Bardzo dziękuję za mobilizację do powrotu na bloga Agatce z
http://agatekmix.blogspot.com/ :);).
Do dzisiaj tonęliśmy w wodzie i błocie, zresztą jak całą jesień i pół lata. Przez kilka miesięcy chodziliśmy wyłącznie w kaloszach. Odkąd tu mieszkamy pierwszy raz tyle deszczu spadło. Byłam przekonana, że wszystkie warzywa wygniją w ziemi zanim je zbierzemy. Z zalanych łąk nie można było zbierać siana. Teraz łąki goszczą gęsi, które do tej pory nie odleciały na zimę. Przelatują kluczami nad naszym domem z pól, gdzie skubią zielone oziminy, na łąki , gdzie nocują. Dzisiaj w nocy był przymrozek i spadł śnieg.
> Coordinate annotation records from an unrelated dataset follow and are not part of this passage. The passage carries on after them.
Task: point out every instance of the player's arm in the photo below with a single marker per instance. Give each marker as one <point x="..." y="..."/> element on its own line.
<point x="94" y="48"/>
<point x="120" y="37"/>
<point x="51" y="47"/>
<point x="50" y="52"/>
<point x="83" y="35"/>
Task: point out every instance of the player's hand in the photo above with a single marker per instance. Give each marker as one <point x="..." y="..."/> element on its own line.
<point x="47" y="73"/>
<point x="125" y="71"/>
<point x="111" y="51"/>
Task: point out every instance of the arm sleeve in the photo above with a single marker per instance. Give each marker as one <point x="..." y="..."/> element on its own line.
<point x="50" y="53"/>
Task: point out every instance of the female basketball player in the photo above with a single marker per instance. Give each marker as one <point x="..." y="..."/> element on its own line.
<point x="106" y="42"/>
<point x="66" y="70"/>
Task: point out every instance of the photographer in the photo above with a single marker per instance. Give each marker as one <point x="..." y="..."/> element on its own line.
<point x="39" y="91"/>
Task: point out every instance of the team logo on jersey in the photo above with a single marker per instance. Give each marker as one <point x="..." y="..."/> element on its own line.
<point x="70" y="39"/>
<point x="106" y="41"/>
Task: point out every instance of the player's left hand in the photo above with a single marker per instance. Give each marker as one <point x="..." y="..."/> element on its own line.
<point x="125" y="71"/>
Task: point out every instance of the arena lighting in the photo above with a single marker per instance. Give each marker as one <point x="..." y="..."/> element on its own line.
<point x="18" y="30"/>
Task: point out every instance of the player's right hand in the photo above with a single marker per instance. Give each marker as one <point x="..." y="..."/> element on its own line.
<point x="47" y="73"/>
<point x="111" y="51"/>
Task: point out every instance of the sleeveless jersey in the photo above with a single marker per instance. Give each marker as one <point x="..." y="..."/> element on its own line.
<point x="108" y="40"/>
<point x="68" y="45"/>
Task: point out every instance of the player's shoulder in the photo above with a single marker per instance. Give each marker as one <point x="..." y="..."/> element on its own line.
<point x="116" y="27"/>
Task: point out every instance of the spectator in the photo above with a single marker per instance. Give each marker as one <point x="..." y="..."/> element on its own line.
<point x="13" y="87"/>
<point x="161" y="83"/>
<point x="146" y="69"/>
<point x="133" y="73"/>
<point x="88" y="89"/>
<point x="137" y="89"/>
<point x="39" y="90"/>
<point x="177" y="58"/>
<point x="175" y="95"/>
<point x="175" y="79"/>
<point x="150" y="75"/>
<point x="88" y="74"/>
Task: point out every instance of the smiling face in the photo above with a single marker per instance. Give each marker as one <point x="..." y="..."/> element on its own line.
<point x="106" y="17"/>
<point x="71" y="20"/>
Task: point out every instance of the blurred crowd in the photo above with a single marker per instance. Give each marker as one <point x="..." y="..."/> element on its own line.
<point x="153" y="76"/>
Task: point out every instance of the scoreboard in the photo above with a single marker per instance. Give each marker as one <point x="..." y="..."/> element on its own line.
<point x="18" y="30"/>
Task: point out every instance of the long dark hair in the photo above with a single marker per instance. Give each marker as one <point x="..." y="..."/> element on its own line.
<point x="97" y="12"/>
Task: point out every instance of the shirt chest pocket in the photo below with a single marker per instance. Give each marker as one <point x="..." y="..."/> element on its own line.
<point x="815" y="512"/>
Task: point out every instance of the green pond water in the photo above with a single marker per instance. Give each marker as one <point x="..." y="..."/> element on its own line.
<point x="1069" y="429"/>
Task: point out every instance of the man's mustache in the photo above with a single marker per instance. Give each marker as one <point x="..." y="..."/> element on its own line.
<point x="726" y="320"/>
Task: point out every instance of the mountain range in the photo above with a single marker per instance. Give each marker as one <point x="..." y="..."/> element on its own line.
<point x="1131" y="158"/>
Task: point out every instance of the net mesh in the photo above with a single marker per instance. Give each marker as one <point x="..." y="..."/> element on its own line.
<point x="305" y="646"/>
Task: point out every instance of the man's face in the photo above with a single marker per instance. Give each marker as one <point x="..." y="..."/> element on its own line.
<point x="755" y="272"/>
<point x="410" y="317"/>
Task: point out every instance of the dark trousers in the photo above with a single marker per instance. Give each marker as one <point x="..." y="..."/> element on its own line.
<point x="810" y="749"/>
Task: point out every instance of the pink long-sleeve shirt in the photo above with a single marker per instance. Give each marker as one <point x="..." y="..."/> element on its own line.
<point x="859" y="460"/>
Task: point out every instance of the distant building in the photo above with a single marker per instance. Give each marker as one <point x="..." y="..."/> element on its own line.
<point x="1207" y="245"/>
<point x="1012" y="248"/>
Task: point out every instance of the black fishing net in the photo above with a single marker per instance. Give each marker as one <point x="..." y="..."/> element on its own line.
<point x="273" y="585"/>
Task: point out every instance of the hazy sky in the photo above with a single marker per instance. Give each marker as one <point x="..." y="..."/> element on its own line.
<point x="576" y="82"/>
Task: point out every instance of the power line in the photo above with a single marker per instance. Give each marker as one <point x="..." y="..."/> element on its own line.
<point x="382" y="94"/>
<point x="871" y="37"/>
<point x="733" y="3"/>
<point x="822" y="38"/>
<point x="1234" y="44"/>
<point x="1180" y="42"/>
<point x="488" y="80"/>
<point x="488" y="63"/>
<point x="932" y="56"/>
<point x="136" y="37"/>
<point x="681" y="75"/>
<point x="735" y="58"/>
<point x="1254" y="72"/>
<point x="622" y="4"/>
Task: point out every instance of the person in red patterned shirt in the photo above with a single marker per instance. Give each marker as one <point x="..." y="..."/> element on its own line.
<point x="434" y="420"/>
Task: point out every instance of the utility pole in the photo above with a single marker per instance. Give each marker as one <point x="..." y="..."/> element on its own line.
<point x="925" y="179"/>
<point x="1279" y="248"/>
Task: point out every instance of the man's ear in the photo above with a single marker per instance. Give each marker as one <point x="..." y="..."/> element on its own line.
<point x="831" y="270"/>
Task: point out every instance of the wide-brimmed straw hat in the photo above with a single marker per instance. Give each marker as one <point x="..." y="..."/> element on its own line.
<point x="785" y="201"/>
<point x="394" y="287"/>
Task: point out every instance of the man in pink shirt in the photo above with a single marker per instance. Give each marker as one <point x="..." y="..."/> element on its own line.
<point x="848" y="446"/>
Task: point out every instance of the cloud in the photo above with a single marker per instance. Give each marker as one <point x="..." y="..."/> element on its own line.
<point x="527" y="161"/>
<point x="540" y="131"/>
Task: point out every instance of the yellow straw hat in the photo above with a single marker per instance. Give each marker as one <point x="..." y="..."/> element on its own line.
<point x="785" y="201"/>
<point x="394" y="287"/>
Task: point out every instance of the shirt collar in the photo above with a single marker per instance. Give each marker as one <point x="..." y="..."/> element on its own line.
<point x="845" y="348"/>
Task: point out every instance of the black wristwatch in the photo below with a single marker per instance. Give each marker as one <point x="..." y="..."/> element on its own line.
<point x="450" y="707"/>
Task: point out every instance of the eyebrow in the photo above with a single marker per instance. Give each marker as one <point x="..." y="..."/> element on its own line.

Nie jest to jakaś zawrotna ilość ale cieszy, zwłaszcza dzieci :). W grudniowym ogrodzie pozostawione po jesieni kwiatostany, przysypane lekkim puszkiem.
Trochę zimozielonych
- "Ciekawe, czy ten krzak obok też obfoci, a ja tu czekam i czekam na głaski" :)
Nasze wiekowe graby o każdej porze roku piękne i dostojne.
Co roku zostawiamy trochę owoców dla odwiedzających nasz ogród zimą ptaków.
Jestem ciekawa, czy zainteresuje je kolcowój.
Nawet ten wpis piszę na raty ... zaczęłam rano , kończę wieczorem. W następnych wpisach obiecuję pokazać , co się u nas zmieniło, co nowego posadziłam w ogrodzie , no i jakieś refleksje na temat upraw starych i nowych też zamieszczę.
Aura ze zdjęć już nieaktualna, ziemia odtajała i przyszedł ulewny deszcz, wieje też bardzo.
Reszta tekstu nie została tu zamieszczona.